Basics of bike modification

Remember when Bon Jovi said "I'm a cowboy, on a steel horse I ride"? Perhaps, he liked motorbikes almost as much as we do. And when you customise them to suit your needs, be it performance or cosmetic, they truly take on a unique identity, and that is usually why they are cherished possessions of their owners.

There are a lot of options out there, and here's what you should know before you start tinkering with your bike.

If you like your bike to stand out in terms of aesthetics, it's probably a good idea to apply a customised paintjob with a colour that appeals to your taste. Remember that chrome paints will make it look shiny, but also consider the possibility of scratches on chrome. If a custom paintjob is too expensive for you, there's always vinyl wraps available in a huge variety of matte and glossy colours and finishes.

Alex, a stunt performer and owner of a bike servicing shop, shared some tips for beginning modders.

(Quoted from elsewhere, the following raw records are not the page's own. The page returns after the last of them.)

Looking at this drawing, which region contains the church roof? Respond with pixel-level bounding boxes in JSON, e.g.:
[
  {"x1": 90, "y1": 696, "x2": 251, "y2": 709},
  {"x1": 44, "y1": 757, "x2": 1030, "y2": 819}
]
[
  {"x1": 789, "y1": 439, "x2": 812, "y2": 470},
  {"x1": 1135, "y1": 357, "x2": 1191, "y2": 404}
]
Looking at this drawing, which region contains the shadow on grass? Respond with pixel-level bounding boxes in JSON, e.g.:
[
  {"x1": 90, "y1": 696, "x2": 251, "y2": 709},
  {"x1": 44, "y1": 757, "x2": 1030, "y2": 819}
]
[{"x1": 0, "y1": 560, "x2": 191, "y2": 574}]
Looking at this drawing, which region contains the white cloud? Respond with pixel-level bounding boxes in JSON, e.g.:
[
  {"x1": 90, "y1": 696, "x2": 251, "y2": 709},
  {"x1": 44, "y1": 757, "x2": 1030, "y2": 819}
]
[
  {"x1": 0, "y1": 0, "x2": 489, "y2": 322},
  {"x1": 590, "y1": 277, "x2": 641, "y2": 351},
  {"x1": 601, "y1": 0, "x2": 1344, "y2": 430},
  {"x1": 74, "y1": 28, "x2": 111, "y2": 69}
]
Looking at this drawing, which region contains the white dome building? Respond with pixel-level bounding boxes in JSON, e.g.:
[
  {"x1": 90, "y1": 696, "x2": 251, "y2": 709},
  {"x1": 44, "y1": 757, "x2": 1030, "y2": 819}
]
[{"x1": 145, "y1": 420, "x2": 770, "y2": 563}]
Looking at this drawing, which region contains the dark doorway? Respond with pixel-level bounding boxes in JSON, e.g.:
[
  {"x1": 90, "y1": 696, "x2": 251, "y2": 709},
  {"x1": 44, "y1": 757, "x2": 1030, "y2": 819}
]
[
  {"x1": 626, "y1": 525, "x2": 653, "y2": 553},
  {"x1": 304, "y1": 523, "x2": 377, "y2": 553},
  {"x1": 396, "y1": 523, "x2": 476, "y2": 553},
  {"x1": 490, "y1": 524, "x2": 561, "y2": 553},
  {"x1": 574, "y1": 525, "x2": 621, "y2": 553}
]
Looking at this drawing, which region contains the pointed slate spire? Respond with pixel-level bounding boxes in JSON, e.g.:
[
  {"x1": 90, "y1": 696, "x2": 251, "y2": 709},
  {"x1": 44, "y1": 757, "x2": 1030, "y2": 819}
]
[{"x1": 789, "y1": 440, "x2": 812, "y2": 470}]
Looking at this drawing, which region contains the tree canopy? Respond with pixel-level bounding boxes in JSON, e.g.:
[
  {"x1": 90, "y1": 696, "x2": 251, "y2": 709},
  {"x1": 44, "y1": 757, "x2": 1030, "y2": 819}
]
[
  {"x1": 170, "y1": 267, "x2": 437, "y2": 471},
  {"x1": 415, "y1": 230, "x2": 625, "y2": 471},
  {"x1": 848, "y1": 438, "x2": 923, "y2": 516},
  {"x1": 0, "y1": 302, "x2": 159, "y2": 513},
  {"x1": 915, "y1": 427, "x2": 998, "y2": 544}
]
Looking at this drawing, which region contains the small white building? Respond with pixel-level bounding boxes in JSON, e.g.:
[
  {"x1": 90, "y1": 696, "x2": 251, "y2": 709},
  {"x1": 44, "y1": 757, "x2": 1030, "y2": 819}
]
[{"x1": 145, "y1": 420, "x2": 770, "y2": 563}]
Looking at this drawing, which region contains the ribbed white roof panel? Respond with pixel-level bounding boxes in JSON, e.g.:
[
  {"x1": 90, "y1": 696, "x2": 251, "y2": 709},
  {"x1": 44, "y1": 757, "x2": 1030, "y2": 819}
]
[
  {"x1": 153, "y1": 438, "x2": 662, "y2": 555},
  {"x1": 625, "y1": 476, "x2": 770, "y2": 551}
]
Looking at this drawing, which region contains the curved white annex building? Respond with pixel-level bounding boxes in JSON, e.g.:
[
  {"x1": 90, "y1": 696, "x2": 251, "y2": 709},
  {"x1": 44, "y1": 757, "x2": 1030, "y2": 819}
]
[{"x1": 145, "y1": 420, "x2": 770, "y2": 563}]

"You want to start small. Headlights, tail lights, handlebars are the ones you should start with," he said.

The wheel lights will give you a very sci-fi vibe to your ride, the neon accent lights under the chassis will give you a retro or ghostly glamour. These beginner customisations will cost you around Tk 10,000.

You also have the option to customise the turn signals. The built-in ones usually stick out and are not all that flashy. Installing a custom LED signal will ensure that it's visible from a distance, in addition to fitting in well with the custom body modifications that you have just added.

A more practical customisation is the Fender Eliminator kit. The fenders that come on new motorcycles are bulky, ugly, and generally ruin the appearance of a motorcycle, and their elimination gives you a slim and edgy look that young riders appreciate. On top of that, the eliminator kit ensures that the rear light and turn lights are fit properly.

If you are more concerned about performance, your focus should be on mods like air filters and suspensions. Standard filters will certainly do the job but a performance air filter will ensure that your engine can get more air for combustion, thus boosting its performance. They might be a bit expensive, but their performance output will be more than worth it.

Performance suspensions on the other hand, which are configured to your specifications will improve the bike's handling, responsiveness, braking and overall ride quality.

However, it is very important to note that a number of engine and muffler customisations are not permitted, and therefore might get you into trouble with the police, which is why it is highly recommended that you consult a licensed mechanic before modding your bike. They will have all the information you need.

Adding a frame slider and an engine guard is as good idea as any. The engine guards are basically a bar of steel that separate the engine from the ground. In case of a crash, it ensures that there are no scratches or heavy brunt on the engine. A frame slider on the other hand, are small devices on the sides that are similar to roll bars. They keep the frame away from the ground in the event that the bike tips over.

If you want to really spice it up, you should go for a customised fork. But remember, this will not only change the overall look of the bike, it will also change the performance and the balance of the vehicle.

Last but not least, are the tyres, seats and handlebars. Leather accessories might look good, but the lighter ones will also scratch easily and will require regular conditioning treatment. Tyres will not only change the look, but will directly influence the balance and performance, as tires dictate how much grip your bike has with the road. Always choose tyres that support the terrain you drive on. Avoid tyres that do not properly fit with your wheels since they will affect the handling.

And remember, safety should always be a priority, even with mods.